Alarm bells should be ringing this month if you still have not planted your spring-flowering bulbs.
Tulips should definitely go in this month. Plant them a few inches apart in rough, slightly disorganized groups and bury them really deeply – 6 inches down if you can. This will put off all but the most energetic of squirrels, but if you have had a major problem in the past, bury a small piece of chicken wire between the bulbs and the soil surface. They really, really don’t like that.
I absolutely adore tulips. These are some combinations that work for me: ‘Ballerina’ tulips with emerging shoots of Euphorbia griffithii ‘Dixter’. ‘Spring Green’ tulips around the base of a white-barked Himalayan birch (Betula utilis ‘Jacquemontii). Tall, white-and-green-flowered Allium nigrum with ‘White Triumphator’ tulips.
Daffodil, crocus and allium bulbs do better the earlier they are planted – September or October are ideal times, I have to say – but better late than never and they can still go in now. Plant them all with at least twice their height’s worth of soil over their heads.

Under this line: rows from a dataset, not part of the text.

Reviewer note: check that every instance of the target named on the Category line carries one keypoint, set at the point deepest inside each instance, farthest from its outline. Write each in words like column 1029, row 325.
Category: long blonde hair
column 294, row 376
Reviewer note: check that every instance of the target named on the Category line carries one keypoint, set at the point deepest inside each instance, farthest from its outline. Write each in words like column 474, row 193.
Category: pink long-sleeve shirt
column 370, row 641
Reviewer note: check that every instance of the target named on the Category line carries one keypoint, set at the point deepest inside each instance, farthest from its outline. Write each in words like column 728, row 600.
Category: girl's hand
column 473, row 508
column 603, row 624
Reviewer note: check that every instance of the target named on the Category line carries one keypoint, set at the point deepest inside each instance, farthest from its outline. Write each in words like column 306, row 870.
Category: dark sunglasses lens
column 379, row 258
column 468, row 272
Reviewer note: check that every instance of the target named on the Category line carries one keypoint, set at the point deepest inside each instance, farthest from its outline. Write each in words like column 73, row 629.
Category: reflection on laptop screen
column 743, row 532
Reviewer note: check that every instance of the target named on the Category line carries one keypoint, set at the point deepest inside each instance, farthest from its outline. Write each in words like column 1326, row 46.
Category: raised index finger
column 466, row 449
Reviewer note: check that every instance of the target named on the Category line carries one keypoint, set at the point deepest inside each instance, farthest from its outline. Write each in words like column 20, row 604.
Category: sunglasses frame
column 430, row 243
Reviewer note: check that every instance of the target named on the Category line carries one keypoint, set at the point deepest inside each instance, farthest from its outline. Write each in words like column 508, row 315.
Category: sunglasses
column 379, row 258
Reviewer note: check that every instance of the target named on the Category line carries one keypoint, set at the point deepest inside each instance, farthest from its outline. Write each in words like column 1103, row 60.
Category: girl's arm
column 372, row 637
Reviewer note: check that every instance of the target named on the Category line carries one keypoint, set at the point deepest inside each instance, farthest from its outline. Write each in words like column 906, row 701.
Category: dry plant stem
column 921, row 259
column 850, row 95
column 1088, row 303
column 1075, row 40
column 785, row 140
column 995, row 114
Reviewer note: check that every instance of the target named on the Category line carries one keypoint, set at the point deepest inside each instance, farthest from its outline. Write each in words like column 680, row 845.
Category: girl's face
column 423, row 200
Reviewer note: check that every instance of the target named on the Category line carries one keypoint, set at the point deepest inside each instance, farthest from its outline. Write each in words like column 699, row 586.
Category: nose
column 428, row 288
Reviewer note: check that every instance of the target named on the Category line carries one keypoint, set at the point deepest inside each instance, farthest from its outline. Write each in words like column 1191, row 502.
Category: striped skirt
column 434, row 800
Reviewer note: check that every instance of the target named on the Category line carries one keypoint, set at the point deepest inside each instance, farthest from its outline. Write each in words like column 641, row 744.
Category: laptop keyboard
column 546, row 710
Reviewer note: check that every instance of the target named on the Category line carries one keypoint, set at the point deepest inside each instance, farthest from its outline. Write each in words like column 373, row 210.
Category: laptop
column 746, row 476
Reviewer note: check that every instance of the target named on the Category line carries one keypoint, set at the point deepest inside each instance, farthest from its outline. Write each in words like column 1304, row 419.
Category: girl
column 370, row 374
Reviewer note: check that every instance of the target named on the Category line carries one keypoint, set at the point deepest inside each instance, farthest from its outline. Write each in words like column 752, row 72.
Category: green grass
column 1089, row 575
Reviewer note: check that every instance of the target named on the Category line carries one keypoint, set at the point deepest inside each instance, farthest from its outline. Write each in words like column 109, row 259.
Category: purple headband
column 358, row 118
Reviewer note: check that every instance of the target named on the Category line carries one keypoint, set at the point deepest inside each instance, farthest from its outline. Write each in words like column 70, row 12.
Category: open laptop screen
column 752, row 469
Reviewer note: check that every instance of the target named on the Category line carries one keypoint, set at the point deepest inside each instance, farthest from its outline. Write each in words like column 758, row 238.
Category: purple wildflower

If bulbs are to be left alone to naturalize, sprinkle a little grit and slow-acting, long-lasting bonemeal under their bottoms at planting time for good measure. And remember to mark where you have planted them. I stick a few slim wooden kebab sticks in the ground around each ‘drift’ – quicker to do than write labels, and just visible enough for long enough to remind me not to plant anything else in what may seem, for the next few months, like a tantalizingly vacant spot. You may think you will remember where everything is, but how many times have we all stuck our spades through our bulbs, I wonder?